September also means the end of the Government’s fiscal year. Spending bills have to be authorized and the debt ceiling extended. Democrats have no reason to expect any Republican help. Raising the debt ceiling is always a thorny issue. Neither side wants to appear fiscally unfrugal, and be the cause for expanding Federal debt. Undoubtedly, Democrats will try to blame Republicans if a debt ceiling extension can’t pass. But they have the majority in both chambers of Congress, and they could pass a debt ceiling extension on their own. This time at least, blaming Republicans won’t pass muster.
As I have mentioned countless times, markets don’t like change. They don’t like transitions.
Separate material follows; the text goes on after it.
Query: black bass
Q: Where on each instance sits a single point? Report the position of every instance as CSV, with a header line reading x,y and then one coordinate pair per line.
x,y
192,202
To compound the dilemma, the combination of a lowered growth forecast and more persistent inflation is not welcome. We have a lot to deal with in September. The Democrats want to get the legislation package through the House in September and to the President before Election Day. Assuming there will be serious dissention within the party in both chambers of Congress, that timetable is aggressive. The Democrats must believe that whatever they are going to get accomplished has to be done soon, before Christmas. Next year is the mid-term election year. Little will pass. Today, there is a significant possibility that Democrats will lose their majority in one or both chambers of Congress. That means gridlock during Biden’s last two years. The recent disruptive exit from Afghanistan and the persistence of the Delta variant isn’t helping the Democrats with Presidential approval ratings now falling under 45%.
Thus, in September, we see indications of slower growth, higher inflation, and a spending/tax package that equity investors aren’t going to like. Perhaps third quarter earnings will restore confidence, but that won’t happen until the second half of October. History suggests the odds of a weak market between mid-September and mid-October are higher than normal. I don’t like to make short-term timing predictions, but the current setup of record stock market prices and deteriorating fundamentals isn’t a pleasant one.
There are two offsets. First, the Fed is still buying $120 billion of bonds every month, feeding buyers of all asset classes. If the economy continues to soften at all, the tapering plan could be deferred until next year, allowing even more fuel to flow into markets. Second, slower growth is still growth. The economy is healthy, and Covid-19 will likely ebb a bit in the months ahead.
It may not be time to be aggressive, but it isn’t time to give up yet. There is no recession in sight and 2022 will still see record earnings. Corrections are still likely to be viewed as buying opportunities.
Today, Delaware Valley native Pink is 42. Bernie Sanders turns 80.